Emosi muncul dengan respons fisiologis dalam tubuh terhadap pengalaman subjektif tertentu. Misalnya, ketika seseorang mengalami kesedihan, ia mungkin menangis, atau ketika ia gugup, ia mungkin merasakan detak jantungnya meningkat.

Respons fisiologis ini terkait erat dengan sistem saraf otonom dan reaksinya terhadap emosi tertentu yang dialami individu. Sistem saraf otonom bertanggung jawab untuk mengatur respons fight-or-flight.

Respons Perilaku

Respons perilaku merupakan aspek emosi yang melibatkan ekspresi emosi secara lahiriah, seperti tersenyum, tertawa, atau menghela napas. Namun, sangat penting untuk menyadari bahwa norma-norma masyarakat dapat berperan dalam membentuk respons ini.

Respons perilaku yang sehat untuk kesejahteraan individu. Sebuah studi dalam Journal of Abnormal Psychologymelaporkan bahwa ketika menonton film emosional negatif dan positif, penekanan respons perilaku terhadap emosi secara fisik mempengaruhi partisipan. Oleh karena itu, jelaslah dari bukti-bukti yang ada bahwa mengekspresikan emosi yang berbeda itu menyehatkan.

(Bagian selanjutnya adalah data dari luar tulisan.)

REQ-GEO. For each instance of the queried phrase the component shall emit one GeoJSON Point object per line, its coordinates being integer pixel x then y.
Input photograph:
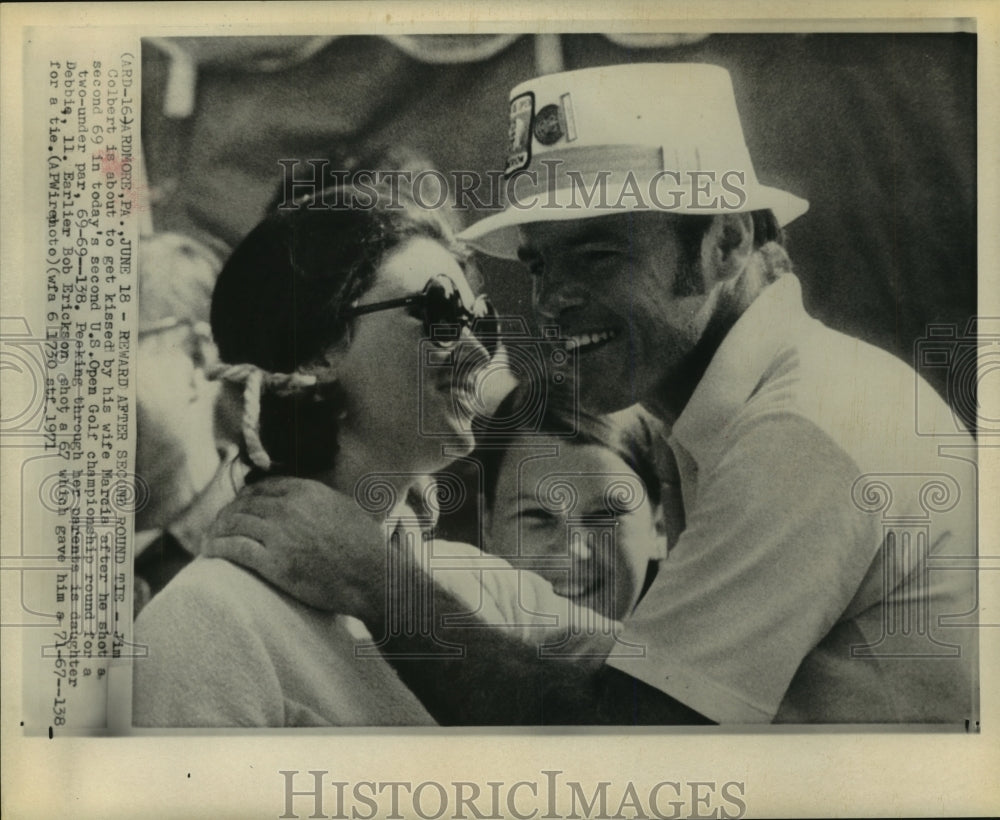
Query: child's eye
{"type": "Point", "coordinates": [537, 517]}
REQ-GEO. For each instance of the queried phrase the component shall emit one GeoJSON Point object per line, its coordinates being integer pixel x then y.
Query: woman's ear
{"type": "Point", "coordinates": [727, 246]}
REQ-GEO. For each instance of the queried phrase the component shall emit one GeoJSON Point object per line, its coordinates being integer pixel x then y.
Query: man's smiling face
{"type": "Point", "coordinates": [611, 284]}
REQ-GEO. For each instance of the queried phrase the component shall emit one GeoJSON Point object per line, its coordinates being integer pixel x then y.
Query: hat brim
{"type": "Point", "coordinates": [497, 235]}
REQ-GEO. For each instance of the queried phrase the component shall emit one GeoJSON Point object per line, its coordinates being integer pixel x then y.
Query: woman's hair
{"type": "Point", "coordinates": [281, 301]}
{"type": "Point", "coordinates": [630, 434]}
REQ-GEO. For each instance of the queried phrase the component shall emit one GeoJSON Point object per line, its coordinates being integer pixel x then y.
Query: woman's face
{"type": "Point", "coordinates": [403, 405]}
{"type": "Point", "coordinates": [586, 513]}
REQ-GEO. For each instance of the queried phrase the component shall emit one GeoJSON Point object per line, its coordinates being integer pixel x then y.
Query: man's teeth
{"type": "Point", "coordinates": [582, 340]}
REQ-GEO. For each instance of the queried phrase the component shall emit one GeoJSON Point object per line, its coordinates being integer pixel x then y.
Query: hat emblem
{"type": "Point", "coordinates": [522, 110]}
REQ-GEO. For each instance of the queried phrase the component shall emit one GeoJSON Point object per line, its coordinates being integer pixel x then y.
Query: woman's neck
{"type": "Point", "coordinates": [368, 476]}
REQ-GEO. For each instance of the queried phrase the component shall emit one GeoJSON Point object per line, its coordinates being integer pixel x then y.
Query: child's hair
{"type": "Point", "coordinates": [631, 434]}
{"type": "Point", "coordinates": [281, 302]}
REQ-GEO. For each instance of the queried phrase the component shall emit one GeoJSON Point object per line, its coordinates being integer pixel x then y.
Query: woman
{"type": "Point", "coordinates": [579, 502]}
{"type": "Point", "coordinates": [322, 317]}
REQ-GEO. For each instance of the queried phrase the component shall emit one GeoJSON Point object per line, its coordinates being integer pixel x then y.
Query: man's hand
{"type": "Point", "coordinates": [308, 540]}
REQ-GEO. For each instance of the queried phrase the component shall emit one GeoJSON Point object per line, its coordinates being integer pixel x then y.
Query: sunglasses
{"type": "Point", "coordinates": [444, 314]}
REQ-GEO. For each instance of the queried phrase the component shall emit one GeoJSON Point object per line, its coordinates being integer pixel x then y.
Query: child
{"type": "Point", "coordinates": [578, 502]}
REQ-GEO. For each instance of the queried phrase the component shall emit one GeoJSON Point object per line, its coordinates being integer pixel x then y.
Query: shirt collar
{"type": "Point", "coordinates": [738, 366]}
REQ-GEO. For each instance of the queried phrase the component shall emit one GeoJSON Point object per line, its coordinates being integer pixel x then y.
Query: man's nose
{"type": "Point", "coordinates": [553, 296]}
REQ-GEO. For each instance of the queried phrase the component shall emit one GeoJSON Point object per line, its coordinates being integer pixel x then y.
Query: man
{"type": "Point", "coordinates": [816, 580]}
{"type": "Point", "coordinates": [182, 479]}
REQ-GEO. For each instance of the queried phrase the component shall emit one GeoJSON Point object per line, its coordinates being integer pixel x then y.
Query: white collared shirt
{"type": "Point", "coordinates": [826, 543]}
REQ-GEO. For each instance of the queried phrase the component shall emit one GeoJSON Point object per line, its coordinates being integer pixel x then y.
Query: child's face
{"type": "Point", "coordinates": [584, 515]}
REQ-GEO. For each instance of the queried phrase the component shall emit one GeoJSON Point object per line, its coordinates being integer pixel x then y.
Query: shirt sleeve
{"type": "Point", "coordinates": [773, 552]}
{"type": "Point", "coordinates": [206, 666]}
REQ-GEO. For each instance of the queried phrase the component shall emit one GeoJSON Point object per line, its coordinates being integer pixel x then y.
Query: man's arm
{"type": "Point", "coordinates": [312, 543]}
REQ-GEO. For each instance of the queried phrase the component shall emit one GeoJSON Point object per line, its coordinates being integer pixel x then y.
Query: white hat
{"type": "Point", "coordinates": [644, 136]}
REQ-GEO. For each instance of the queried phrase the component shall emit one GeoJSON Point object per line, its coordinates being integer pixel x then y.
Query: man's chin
{"type": "Point", "coordinates": [599, 400]}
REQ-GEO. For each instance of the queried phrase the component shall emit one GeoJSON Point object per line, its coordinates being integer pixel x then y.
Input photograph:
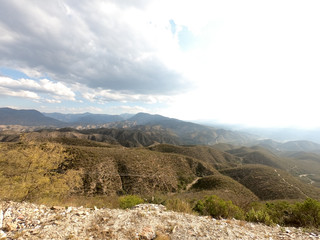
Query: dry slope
{"type": "Point", "coordinates": [30, 221]}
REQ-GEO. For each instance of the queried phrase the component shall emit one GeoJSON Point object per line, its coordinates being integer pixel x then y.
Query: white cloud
{"type": "Point", "coordinates": [19, 93]}
{"type": "Point", "coordinates": [55, 89]}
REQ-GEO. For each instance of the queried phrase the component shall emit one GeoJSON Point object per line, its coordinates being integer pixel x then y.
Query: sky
{"type": "Point", "coordinates": [255, 63]}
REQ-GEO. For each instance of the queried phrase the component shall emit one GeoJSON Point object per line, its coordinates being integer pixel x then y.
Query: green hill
{"type": "Point", "coordinates": [270, 183]}
{"type": "Point", "coordinates": [217, 159]}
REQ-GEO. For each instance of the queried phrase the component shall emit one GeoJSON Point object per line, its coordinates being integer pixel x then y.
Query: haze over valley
{"type": "Point", "coordinates": [201, 107]}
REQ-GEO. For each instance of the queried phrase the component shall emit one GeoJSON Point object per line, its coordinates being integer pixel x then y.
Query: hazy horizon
{"type": "Point", "coordinates": [250, 63]}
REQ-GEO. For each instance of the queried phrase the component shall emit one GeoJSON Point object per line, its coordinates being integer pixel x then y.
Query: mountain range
{"type": "Point", "coordinates": [148, 154]}
{"type": "Point", "coordinates": [141, 126]}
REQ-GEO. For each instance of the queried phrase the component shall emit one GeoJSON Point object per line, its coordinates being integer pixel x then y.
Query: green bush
{"type": "Point", "coordinates": [129, 201]}
{"type": "Point", "coordinates": [178, 205]}
{"type": "Point", "coordinates": [218, 208]}
{"type": "Point", "coordinates": [261, 216]}
{"type": "Point", "coordinates": [307, 214]}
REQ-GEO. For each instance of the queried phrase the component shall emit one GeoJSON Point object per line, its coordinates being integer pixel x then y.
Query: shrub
{"type": "Point", "coordinates": [261, 216]}
{"type": "Point", "coordinates": [129, 201]}
{"type": "Point", "coordinates": [178, 205]}
{"type": "Point", "coordinates": [29, 171]}
{"type": "Point", "coordinates": [218, 208]}
{"type": "Point", "coordinates": [307, 214]}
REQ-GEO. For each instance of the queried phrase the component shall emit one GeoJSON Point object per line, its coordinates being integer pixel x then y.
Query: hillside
{"type": "Point", "coordinates": [146, 221]}
{"type": "Point", "coordinates": [215, 158]}
{"type": "Point", "coordinates": [270, 183]}
{"type": "Point", "coordinates": [172, 131]}
{"type": "Point", "coordinates": [10, 116]}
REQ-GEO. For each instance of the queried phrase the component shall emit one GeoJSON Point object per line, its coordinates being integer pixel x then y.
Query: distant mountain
{"type": "Point", "coordinates": [98, 119]}
{"type": "Point", "coordinates": [10, 116]}
{"type": "Point", "coordinates": [292, 146]}
{"type": "Point", "coordinates": [192, 133]}
{"type": "Point", "coordinates": [66, 117]}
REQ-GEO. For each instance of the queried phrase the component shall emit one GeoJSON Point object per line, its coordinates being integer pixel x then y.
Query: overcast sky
{"type": "Point", "coordinates": [249, 62]}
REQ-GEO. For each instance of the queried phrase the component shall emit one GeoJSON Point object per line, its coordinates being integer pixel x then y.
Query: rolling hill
{"type": "Point", "coordinates": [269, 183]}
{"type": "Point", "coordinates": [10, 116]}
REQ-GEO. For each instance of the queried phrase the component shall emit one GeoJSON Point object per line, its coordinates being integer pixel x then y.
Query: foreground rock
{"type": "Point", "coordinates": [146, 221]}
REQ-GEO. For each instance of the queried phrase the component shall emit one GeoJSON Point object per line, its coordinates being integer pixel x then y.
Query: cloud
{"type": "Point", "coordinates": [31, 88]}
{"type": "Point", "coordinates": [103, 96]}
{"type": "Point", "coordinates": [111, 45]}
{"type": "Point", "coordinates": [19, 93]}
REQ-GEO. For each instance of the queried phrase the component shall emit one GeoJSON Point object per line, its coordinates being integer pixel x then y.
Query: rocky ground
{"type": "Point", "coordinates": [146, 221]}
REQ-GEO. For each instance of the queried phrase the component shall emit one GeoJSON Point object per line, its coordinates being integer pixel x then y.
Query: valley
{"type": "Point", "coordinates": [160, 160]}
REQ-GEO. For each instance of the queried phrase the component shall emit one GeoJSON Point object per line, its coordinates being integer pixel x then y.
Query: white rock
{"type": "Point", "coordinates": [2, 234]}
{"type": "Point", "coordinates": [1, 218]}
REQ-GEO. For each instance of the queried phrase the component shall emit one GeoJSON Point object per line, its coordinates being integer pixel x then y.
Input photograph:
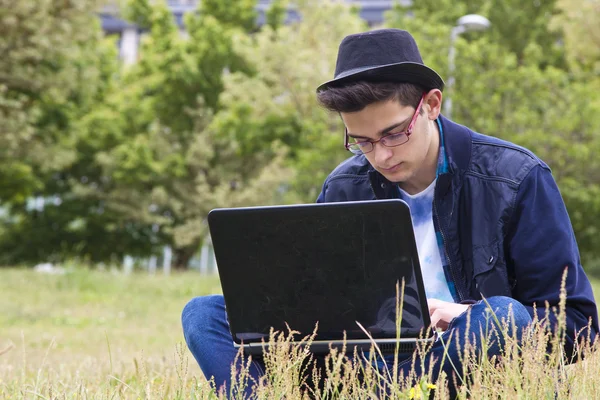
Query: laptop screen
{"type": "Point", "coordinates": [334, 264]}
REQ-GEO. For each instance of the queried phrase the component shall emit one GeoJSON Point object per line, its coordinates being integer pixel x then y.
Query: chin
{"type": "Point", "coordinates": [396, 176]}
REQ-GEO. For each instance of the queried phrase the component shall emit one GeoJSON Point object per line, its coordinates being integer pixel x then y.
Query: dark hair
{"type": "Point", "coordinates": [356, 96]}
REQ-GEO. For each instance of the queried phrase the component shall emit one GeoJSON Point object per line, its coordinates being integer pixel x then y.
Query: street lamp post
{"type": "Point", "coordinates": [466, 23]}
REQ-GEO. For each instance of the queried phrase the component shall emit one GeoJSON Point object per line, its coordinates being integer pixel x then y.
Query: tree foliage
{"type": "Point", "coordinates": [100, 159]}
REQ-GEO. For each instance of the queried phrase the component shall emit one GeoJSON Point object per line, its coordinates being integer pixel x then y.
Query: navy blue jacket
{"type": "Point", "coordinates": [505, 226]}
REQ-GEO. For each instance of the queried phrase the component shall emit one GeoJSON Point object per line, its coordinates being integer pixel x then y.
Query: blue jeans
{"type": "Point", "coordinates": [207, 335]}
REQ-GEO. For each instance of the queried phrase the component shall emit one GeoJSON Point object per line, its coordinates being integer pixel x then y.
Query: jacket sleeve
{"type": "Point", "coordinates": [541, 246]}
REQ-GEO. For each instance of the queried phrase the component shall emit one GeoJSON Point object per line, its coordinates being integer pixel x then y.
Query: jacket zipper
{"type": "Point", "coordinates": [452, 272]}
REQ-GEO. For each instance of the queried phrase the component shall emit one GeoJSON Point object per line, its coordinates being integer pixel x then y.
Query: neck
{"type": "Point", "coordinates": [427, 173]}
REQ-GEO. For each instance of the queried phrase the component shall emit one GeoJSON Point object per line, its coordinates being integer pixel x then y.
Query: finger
{"type": "Point", "coordinates": [434, 304]}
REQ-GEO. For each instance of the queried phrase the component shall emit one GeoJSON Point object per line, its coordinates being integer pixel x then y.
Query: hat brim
{"type": "Point", "coordinates": [408, 72]}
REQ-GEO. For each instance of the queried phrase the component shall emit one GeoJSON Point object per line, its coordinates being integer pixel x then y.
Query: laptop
{"type": "Point", "coordinates": [337, 265]}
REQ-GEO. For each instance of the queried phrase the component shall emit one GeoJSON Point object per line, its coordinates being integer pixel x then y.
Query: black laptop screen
{"type": "Point", "coordinates": [331, 264]}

Emosi Dasar dan Emosi Kompleks

Seperti yang telah disebutkan sebelumnya, terdapat pembagian yang cukup besar dalam penelitian psikologi emosional antara emosi dasar dan emosi kompleks. Emosi dasar merupakan topik yang menarik perhatian para ilmuwan seperti Charles Darwin.

Charles Darwin adalah orang pertama yang menyatakan bahwa ekspresi wajah yang diinduksi oleh emosi bersifat universal. Dalam konteks evolusi, implikasinya adalah bahwa emosi dan ekspresi emosi berasal dari respons biologis dan adaptif untuk kelangsungan hidup manusia.

Selain itu, emosi telah diamati pada hewan, yang sangat penting, terutama untuk memberi isyarat.

Fitur Wajah dari Emosi

Menariknya, bukti-bukti lain saat ini menunjukkan bahwa ada tujuan biologis dan genetik untuk ekspresi emosi pada wajah.

Ada temuan yang menarik dari sebuah studi tentang ekspresi wajah emosi individu tunanetra. Bahkan pada mereka yang telah buta sejak lahir, gairah emosi spontan dapat memicu ekspresi wajah.

Hebatnya, ekspresi ini identik dengan ekspresi yang diamati pada individu yang dapat melihat.

Struktur otot yang sama di dalam wajah terdapat pada bayi dan orang dewasa dan berfungsi penuh saat lahir. Struktur yang sama juga terdapat pada simpanse. Struktur ini memberikan lebih banyak dukungan untuk ekspresi wajah universal seperti yang ada pada manusia dan bahkan primata bukan manusia.

Delapan Emosi Dasar

Robert Plutchik adalah salah satu peneliti di bidang ini yang mengusulkan delapan emosi dasar: kemarahan, ketakutan, kesedihan, rasa jijik, antisipasi, kepercayaan, dan kegembiraan. Dia kemudian menyusun semuanya ke dalam sebuah roda warna.

Meskipun teori Plutchik bukanlah teori yang umum menurut standar saat ini, kontribusi roda warna sangat relevan untuk mempelajari emosi yang kompleks.

Pada tahun 1980 untuk membantu memahami Teori Psikoevolusioner Emosi.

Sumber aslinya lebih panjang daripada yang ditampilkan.